どうしようか迷いましたが、無理に行かせるのもよくないと判断し、結局午後からも家で休ませました。
次の日は元気になって問題なく学校へ行きましたが、息子は時々こうやって学校を休むので、私にとってこのことが少し不安の種となっています。
息子は登校した時は元気そうに帰ってきますし、ランドセルを置いたらおやつも食べずに友人と遊ぶために外へ出て行きます。
勉強が好きなので授業が苦だということもなく、先生の話によると学校でもとても楽しそうに過ごしているようです。
それなのに、身体に何の異常もないのにどうして学校へ行きたがらないのか?
もしかしたら心配することは無いのかもしれませんが、子どもからのSOSは決して見逃してはいけません。
常に注意深く子どもを観察しなければと、いつも心に決めています。
おわりに
物語では、父親は息子のことを愛してはいましたが、息子のSOSに気づくことが出来ませんでした。
事件後、父親は真剣に息子に向き合います。
読み進めるのが辛い場面もありましたが、親として、読んでおいて損はない作品だと思います。
以前、知人から発された言葉が忘れられません。
「子育てに手を抜くと、後で必ずツケが回る」
定年まで正社員でバリバリ働いていた、今はもうリタイアされた知り合いの女性の言葉です。

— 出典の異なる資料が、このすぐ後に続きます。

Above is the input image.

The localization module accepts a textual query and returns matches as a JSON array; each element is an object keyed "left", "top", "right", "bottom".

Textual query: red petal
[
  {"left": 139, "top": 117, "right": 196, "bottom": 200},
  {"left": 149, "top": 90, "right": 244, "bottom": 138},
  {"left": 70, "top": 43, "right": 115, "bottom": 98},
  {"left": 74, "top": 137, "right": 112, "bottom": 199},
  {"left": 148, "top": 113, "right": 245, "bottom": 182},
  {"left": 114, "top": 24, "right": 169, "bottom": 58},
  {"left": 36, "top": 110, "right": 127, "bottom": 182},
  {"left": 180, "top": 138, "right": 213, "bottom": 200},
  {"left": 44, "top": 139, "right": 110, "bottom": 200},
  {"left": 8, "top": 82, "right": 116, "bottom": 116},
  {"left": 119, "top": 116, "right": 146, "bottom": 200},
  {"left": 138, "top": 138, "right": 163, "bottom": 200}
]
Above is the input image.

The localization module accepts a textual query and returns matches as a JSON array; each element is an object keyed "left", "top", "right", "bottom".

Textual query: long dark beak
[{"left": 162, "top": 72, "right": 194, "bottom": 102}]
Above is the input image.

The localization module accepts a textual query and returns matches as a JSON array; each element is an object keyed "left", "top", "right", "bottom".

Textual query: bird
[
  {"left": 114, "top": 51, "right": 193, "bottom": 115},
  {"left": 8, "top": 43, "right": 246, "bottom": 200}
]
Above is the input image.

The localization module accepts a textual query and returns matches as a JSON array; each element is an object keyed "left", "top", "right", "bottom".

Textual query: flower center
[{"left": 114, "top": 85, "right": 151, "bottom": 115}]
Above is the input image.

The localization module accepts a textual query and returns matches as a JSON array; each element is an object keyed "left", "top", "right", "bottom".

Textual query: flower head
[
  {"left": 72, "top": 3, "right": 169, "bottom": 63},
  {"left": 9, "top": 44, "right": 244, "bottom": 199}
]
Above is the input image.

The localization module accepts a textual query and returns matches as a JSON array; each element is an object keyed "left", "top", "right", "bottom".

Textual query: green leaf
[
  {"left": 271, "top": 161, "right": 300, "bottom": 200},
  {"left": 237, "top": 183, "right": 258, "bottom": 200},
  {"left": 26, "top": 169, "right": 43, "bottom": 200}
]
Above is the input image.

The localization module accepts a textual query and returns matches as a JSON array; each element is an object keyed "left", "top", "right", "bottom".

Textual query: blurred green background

夫婦とも激務であったため、しっかりと子どもに向き合うことが出来なかったそうです。
詳しいことは語られませんでしたが、子どもが思春期にさしかかった頃、相当苦労をされたようです。
親子の関係。
どんな関係が正解なのかは分かりませんが、日々、どんな事があっても愛しているということ、受け入れるということを言葉でも態度でも示すことを忘れずにいたいと思っています。